際立った瞬発力は、すべて狩りの成功率を高めるためです。仲間と連携しながら狩りする犬と違い、猫の狩りはあくまで単独。身を潜めつつ待ち構え、ここぞというタイミングで電撃的に獲物を襲います。モタモタしたり、足が極端に遅かったりすると、逃げ足の速い獲物には追いつけません。
見方を変えれば、必要性に迫られて、スプリント系の陸上選手になった、とも言えます。もし自由に職業を選べるとしたら、本当は「おまわりさん」になりたかったかもしれません。
行き交う車の間を縫って、見知らぬ家の門をくぐり、堂々と庭先を通過します。塀の上から樋に前足を引っかけ、さらに屋根の上へ。近所を隈なくパトロールする仕事熱心な姿が目に浮かんできます。
3.異次元なジャンプ力
猫のジャンプ力はもはやアニメです。実写とはとうてい思えません。その驚きの能力は、ざっと自分の身長の5倍。よく使われる例では、もし170cmの人だった場合、約8mまで飛べる計算です。マンションで言うと3階に相当します。
たとえば、ベランダで干している布団が下に落ちてしまっても、通りがかりの170cm以上の人に頼めば、ひとっ飛びして3階まで届けてくれる可能性があるわけです。そう考えると、猫のスゴさがよくわかります。
優れた跳躍力を支えるのは、ダッシュ時にも使われる、発達した「白筋」と背骨、関節の柔軟性です。野生時代にさかのぼると、木に登ったり、飛び降りたり、上下運動を日常的に繰り返し、能力に磨きをかけてきました。獲物を追いかけ、最終的に仕留めるうえで、持ち前のジャンプ力は強力な武器となったはずです。

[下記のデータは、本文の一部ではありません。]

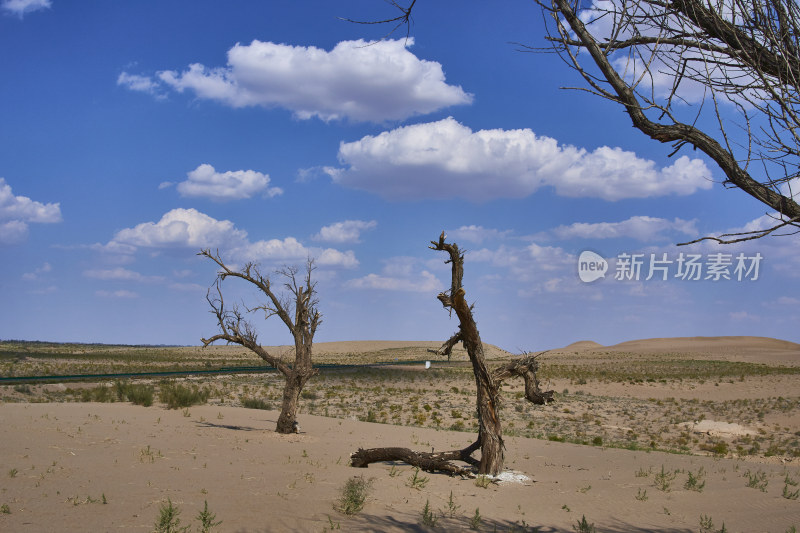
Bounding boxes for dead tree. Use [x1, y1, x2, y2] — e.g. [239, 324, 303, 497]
[350, 232, 553, 476]
[537, 0, 800, 244]
[198, 249, 322, 433]
[354, 0, 800, 242]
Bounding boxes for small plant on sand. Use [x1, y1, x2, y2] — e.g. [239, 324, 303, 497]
[744, 470, 769, 492]
[242, 398, 272, 411]
[334, 476, 372, 515]
[406, 468, 430, 490]
[447, 490, 461, 518]
[155, 498, 189, 533]
[683, 466, 706, 492]
[469, 507, 483, 529]
[700, 515, 728, 533]
[195, 500, 222, 533]
[422, 500, 439, 527]
[475, 475, 493, 489]
[158, 381, 210, 409]
[572, 515, 597, 533]
[653, 465, 676, 492]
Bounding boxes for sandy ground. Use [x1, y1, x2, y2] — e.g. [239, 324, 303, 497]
[0, 339, 800, 533]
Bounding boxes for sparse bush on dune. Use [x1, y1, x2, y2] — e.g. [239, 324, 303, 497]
[158, 381, 210, 409]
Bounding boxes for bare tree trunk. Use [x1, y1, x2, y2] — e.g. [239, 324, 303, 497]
[428, 331, 461, 362]
[198, 250, 322, 433]
[451, 288, 504, 476]
[350, 232, 553, 476]
[275, 373, 305, 434]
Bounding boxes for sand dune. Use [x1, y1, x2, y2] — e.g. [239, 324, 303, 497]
[0, 404, 800, 533]
[0, 337, 800, 533]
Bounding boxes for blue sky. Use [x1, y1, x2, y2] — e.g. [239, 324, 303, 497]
[0, 0, 800, 350]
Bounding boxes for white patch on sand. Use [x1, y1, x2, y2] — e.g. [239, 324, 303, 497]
[489, 470, 531, 485]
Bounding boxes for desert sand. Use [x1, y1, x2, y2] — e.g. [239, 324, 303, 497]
[0, 338, 800, 533]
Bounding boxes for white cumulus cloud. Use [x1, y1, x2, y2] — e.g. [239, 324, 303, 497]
[177, 164, 283, 201]
[0, 0, 53, 18]
[0, 178, 61, 244]
[312, 220, 378, 243]
[122, 39, 472, 122]
[327, 117, 712, 202]
[447, 224, 511, 244]
[345, 257, 445, 293]
[112, 208, 247, 248]
[108, 208, 358, 268]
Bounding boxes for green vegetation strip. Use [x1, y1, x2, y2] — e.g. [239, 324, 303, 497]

一方、昆虫界に目を移すと、ノミのジャンプ力は、体長の約200倍。170cmの人間に換算すると、約340mです。日本一高いビルの展望台で、寄り添い合って、若いカップルが素敵な夜景に見入っていると、目の前に、地面から飛び上がった約170cmのノミが…。みなさん、愛猫のノミ対策は万全ですか?
まとめ
速く走る、高く飛ぶ、おまけに、障害物もへっちゃら。猫の身体能力は、とても人間では太刀打ちできません。
普段はのんきにヘソ天上等な子でも、スイッチが切り替われば、あっという間に一流アスリートに大変身です。ありえない愛猫の姿を想像し、ムフフと微笑むのも飼い主さんの特権かもしれません。